Para David Uip, secretário da Saúde, várias iniciativas criadas no âmbito administrativo explicam a queda. Entre elas, a criação de um programa (Acessa SUS) que busca atender às demandas do usuário sem a necessidade de ingressar com ação judicial. Outra medida foi a implantação de um sistema de informações que visa coibir fraudes. Ele permite conhecer, por exemplo, remédios mais solicitados e regiões onde existe maior demanda de ações, proporcionalmente ao número de habitantes.
“É direito do cidadão acionar a Justiça e nosso dever investigar se uma ação judicial não está sendo precedida de uma ação criminal”, diz Uip. Em 2015, foi desmontado um esquema em que médicos receitavam um remédio de alto custo a pacientes que não estavam doentes. O prejuízo foi de R$ 40 milhões.
MOTIVOS
Segundo Mario Scheffer, professor da USP e coordenador de um núcleo que pesquisa a judicialização da saúde, uma eventual queda do número de ações tem que ser vista em série histórica mais ampla, que considere todos os motivos e que inclua também os processos contra as secretarias municipais.

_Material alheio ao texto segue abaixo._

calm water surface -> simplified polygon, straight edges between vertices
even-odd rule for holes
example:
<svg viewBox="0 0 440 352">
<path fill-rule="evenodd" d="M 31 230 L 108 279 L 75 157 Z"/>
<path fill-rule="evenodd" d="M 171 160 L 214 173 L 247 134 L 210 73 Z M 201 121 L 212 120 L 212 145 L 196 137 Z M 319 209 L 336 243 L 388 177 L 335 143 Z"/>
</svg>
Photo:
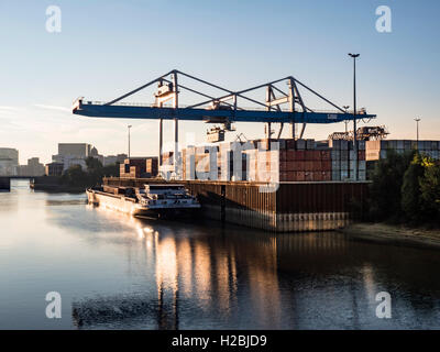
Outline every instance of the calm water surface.
<svg viewBox="0 0 440 352">
<path fill-rule="evenodd" d="M 440 252 L 0 194 L 0 329 L 440 329 Z M 47 319 L 45 296 L 62 296 Z M 378 319 L 375 295 L 392 295 Z"/>
</svg>

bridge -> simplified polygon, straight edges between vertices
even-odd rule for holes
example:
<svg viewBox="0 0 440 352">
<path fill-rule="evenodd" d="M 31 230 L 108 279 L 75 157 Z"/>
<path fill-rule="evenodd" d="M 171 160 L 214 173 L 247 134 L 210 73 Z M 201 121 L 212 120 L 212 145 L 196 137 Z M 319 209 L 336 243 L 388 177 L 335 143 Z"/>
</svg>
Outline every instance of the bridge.
<svg viewBox="0 0 440 352">
<path fill-rule="evenodd" d="M 34 179 L 40 176 L 0 176 L 0 190 L 11 190 L 11 179 Z"/>
</svg>

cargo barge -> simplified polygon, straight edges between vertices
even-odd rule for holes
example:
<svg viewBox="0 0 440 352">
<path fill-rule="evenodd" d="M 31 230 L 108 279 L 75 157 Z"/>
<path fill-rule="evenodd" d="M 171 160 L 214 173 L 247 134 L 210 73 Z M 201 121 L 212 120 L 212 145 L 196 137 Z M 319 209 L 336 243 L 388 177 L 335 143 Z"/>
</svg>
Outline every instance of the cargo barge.
<svg viewBox="0 0 440 352">
<path fill-rule="evenodd" d="M 140 187 L 151 179 L 106 177 L 103 185 Z M 166 184 L 164 180 L 156 180 Z M 367 182 L 263 183 L 179 180 L 201 205 L 201 217 L 274 232 L 336 230 L 349 224 L 367 197 Z M 358 207 L 354 207 L 356 205 Z"/>
<path fill-rule="evenodd" d="M 88 188 L 88 202 L 132 215 L 154 219 L 190 217 L 200 209 L 196 197 L 184 185 L 144 184 L 140 187 L 107 186 Z"/>
</svg>

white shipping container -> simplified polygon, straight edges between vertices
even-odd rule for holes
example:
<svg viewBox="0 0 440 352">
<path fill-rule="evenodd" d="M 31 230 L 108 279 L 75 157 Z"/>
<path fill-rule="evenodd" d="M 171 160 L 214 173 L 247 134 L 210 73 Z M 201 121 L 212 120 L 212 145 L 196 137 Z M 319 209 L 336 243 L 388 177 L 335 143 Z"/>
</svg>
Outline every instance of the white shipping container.
<svg viewBox="0 0 440 352">
<path fill-rule="evenodd" d="M 341 180 L 346 180 L 350 176 L 349 170 L 341 170 Z"/>
<path fill-rule="evenodd" d="M 340 170 L 334 170 L 331 173 L 331 180 L 341 180 L 341 172 Z"/>
<path fill-rule="evenodd" d="M 364 170 L 359 170 L 359 172 L 358 172 L 358 179 L 359 179 L 359 180 L 366 180 L 366 172 L 364 172 Z"/>
<path fill-rule="evenodd" d="M 340 161 L 341 160 L 341 151 L 331 151 L 331 160 L 332 161 Z"/>
<path fill-rule="evenodd" d="M 307 150 L 315 150 L 316 148 L 315 140 L 306 140 L 306 148 Z"/>
<path fill-rule="evenodd" d="M 329 140 L 329 146 L 332 147 L 333 150 L 340 150 L 341 140 Z"/>
<path fill-rule="evenodd" d="M 331 169 L 341 169 L 341 161 L 331 161 Z"/>
<path fill-rule="evenodd" d="M 297 140 L 296 141 L 296 147 L 297 150 L 305 150 L 306 148 L 306 140 Z"/>
</svg>

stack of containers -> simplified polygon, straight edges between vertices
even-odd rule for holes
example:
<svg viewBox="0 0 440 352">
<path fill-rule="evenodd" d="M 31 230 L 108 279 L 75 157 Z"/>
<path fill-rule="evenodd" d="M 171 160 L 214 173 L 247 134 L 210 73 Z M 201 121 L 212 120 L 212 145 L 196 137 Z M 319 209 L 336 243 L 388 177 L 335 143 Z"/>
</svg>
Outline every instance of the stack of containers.
<svg viewBox="0 0 440 352">
<path fill-rule="evenodd" d="M 352 141 L 330 140 L 331 180 L 353 180 L 355 154 Z M 358 141 L 358 179 L 366 180 L 365 141 Z"/>
<path fill-rule="evenodd" d="M 410 140 L 389 140 L 389 141 L 366 141 L 366 161 L 374 162 L 386 158 L 389 150 L 398 154 L 407 151 L 418 150 L 421 154 L 440 158 L 439 141 L 410 141 Z"/>
</svg>

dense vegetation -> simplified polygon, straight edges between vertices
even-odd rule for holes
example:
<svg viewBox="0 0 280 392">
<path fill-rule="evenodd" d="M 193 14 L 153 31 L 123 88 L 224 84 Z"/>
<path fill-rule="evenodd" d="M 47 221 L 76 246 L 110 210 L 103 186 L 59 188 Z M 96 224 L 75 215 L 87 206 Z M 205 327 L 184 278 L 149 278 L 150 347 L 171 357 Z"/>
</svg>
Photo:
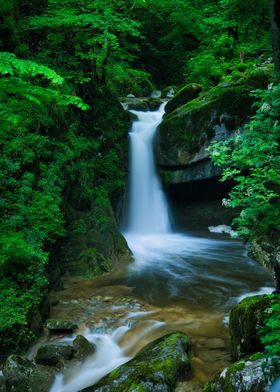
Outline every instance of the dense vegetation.
<svg viewBox="0 0 280 392">
<path fill-rule="evenodd" d="M 65 235 L 66 190 L 78 183 L 94 200 L 102 229 L 123 186 L 128 123 L 116 96 L 187 82 L 207 89 L 254 72 L 272 56 L 271 18 L 268 0 L 4 0 L 0 12 L 0 344 L 15 347 L 32 339 Z M 238 230 L 274 235 L 279 85 L 253 94 L 256 116 L 215 145 L 213 159 L 237 182 L 229 203 L 242 207 Z"/>
</svg>

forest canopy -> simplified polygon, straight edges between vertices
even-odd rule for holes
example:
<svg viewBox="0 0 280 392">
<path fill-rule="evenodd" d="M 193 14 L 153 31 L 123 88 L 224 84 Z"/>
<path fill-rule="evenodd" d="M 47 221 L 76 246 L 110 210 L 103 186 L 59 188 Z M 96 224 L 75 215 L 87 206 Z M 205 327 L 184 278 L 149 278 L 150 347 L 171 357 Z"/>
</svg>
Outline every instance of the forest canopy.
<svg viewBox="0 0 280 392">
<path fill-rule="evenodd" d="M 273 53 L 268 0 L 2 0 L 0 15 L 0 343 L 10 348 L 34 338 L 31 316 L 66 233 L 67 189 L 78 183 L 94 199 L 101 230 L 103 209 L 123 190 L 129 122 L 117 117 L 118 98 L 187 83 L 207 90 L 259 63 L 272 69 Z M 253 93 L 257 114 L 238 148 L 213 147 L 224 178 L 237 183 L 230 203 L 245 211 L 236 220 L 245 237 L 280 228 L 272 82 Z"/>
</svg>

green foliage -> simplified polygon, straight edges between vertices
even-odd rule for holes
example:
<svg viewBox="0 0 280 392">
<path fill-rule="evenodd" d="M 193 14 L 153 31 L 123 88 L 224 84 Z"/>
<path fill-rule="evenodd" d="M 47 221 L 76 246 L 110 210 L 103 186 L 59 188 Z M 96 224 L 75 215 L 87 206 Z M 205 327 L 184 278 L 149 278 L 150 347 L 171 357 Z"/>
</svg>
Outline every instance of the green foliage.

Portanto, seria prematuro atribuir a diminuição às iniciativas do governo paulista. “As soluções administrativas antes da ação judicial é o melhor caminho, mas as respostas [do governo] são lentas ou pouco resolutivas”, afirma.
Um estudo coordenado por Scheffer analisando as decisões de segunda instância (definitiva) no Tribunal de Justiça paulista também aponta redução da judicialização no SUS (estado e municípios) em 2017 (8.729 ações, contra 10.152 em 2016).
ACESSA SUS
Uma das atuações do Acessa SUS, criado há pouco mais de um ano, é fornecer informações sobre alternativas de remédios e tratamentos já existentes na rede pública.
Segundo a Secretaria da Saúde do estado, um em cada quatro remédios que a Justiça obriga o governo a fornecer já está na lista do SUS.
No caso de medicamentos e outros produtos que não integram a lista do SUS, o paciente, por exemplo, é orientado a verificar com seu médico a possibilidade de substituir por outro remédio com equivalência terapêutica já disponível na rede pública.
Nem sempre isso é factível. Segundo o defensor público Alvimar Virgílio de Almeida, há casos em que pacientes relatam uma demora de meses para conseguir consulta com médico no posto de saúde.
Caso a substituição não seja possível, é formalizada uma solicitação administrativa. Os técnicos da secretaria têm até 30 dias para avaliar os pedidos. Nos casos de urgência, são 72 horas.
Como funciona o Acessa SUS
1. Médico faz uma receita e o laudo justificando a solicitação do medicamento
2. Os papéis são recebidos por uma equipe do estado e são lançados em um sistema específico
3. O estado pode decidir pela entrega do remédio (em 72 horas, se for urgente, ou em 30 dias), sugerir outra opção terapêutica disponível no SUS ou ainda recusar o pedido
4. Caso o pedido seja recusado, a pessoa ingressa na Justiça com a justificativa da negativa do estado
Segundo Lidia Passos, secretária de integração da Procuradoria Geral de Justiça, o programa tem conseguido organizar o fluxo de demandas que antes só encontravam resolução pela via judicial.
“A judicialização não pode ser combatida com a simples repressão da demanda espontânea. [No Acessa SUS], as pessoas saem com o remédio ou com um documento que a credencia a ir buscá-lo na Justiça quando legítimo.”
Para Alvimar de Almeida, duas medidas são necessárias para impulsionar o programa: ampliar o número de postos de atendimento e expandir a lista de remédios no SUS.
David Uip diz que o estado estuda a ampliação do programa no interior, mas que a questão da ampliação da lista de medicamentos do SUS passa por uma discussão mais ampla e que precisa ser enfrentada: de onde sairão os recursos da saúde para financiar os avanços tecnológicos.
“Os medicamentos imunológicos para câncer, por exemplo, são efetivos, representam grande avanço, mas a um custo imenso. Quem vai pagar por isso? De onde vão sair esses recursos?”